2.     Look at the order of ingredients. The ingredients on the product listing are ordered from highest amount to lowest. The first ingredient reveals what the manufacturer has used the most of. Beyond that, look at the first three ingredients in the list, as it makes up the biggest part of what you are eating. It doesn’t take a lot of investigation to see whether or not a product will be healthy. If any of the first ingredients include a type of sugar, and refined grains, or hydrogenated oil, there are healthier options elsewhere. A better option is to find a product where whole foods are included in the first three ingredients. Another easy way of identifying unhealthy products is by looking at a lengthy list of ingredients. If the product list is two or three lines long and full of names that are unrecognizable or hard to pronounce, there is a good chance that the food is highly processed and most likely, unhealthy.
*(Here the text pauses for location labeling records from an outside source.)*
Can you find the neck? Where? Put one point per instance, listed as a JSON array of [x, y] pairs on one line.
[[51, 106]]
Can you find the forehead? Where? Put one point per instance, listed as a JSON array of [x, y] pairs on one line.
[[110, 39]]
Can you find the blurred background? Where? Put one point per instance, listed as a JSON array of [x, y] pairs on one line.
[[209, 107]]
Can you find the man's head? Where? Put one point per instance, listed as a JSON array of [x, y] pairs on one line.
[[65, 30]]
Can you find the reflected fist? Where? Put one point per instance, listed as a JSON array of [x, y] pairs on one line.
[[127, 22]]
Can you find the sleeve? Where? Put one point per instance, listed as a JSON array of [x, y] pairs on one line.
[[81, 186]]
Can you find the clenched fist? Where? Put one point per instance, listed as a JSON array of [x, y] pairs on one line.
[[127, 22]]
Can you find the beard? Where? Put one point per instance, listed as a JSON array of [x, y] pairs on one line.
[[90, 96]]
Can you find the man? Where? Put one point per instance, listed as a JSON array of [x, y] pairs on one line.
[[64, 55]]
3.     Pay attention to serving sizes. Though a nutritional label gives you the approximate calorie count for a product and percentage of a nutrient, these are listed according to suggested portion size for a single serving. People are often mistaken about what single serving size might be. For instance, the calorie count on a can of soda might seem small, but often the recommended serving size if for half a can. Unless you pay close attention to the recommended portion, you can easily get duped into thinking a food has fewer calories or reduced sugar content. For diets that have strict portion control, like the HCG diet, reading a label can be the key to sticking with the protocol and achieving desired weight loss. The serving size scheme can trap a lot of people into believing that they have the portion size under control when in reality, they are grossly mistaking their consumption.

Taking charge of your health means educating yourself about food choices and the products on the market that either support or detract from your weight and health goals. By knowing how to read labels, you are empowered to make changes in your diet and promote a healthier, more nutritious lifestyle.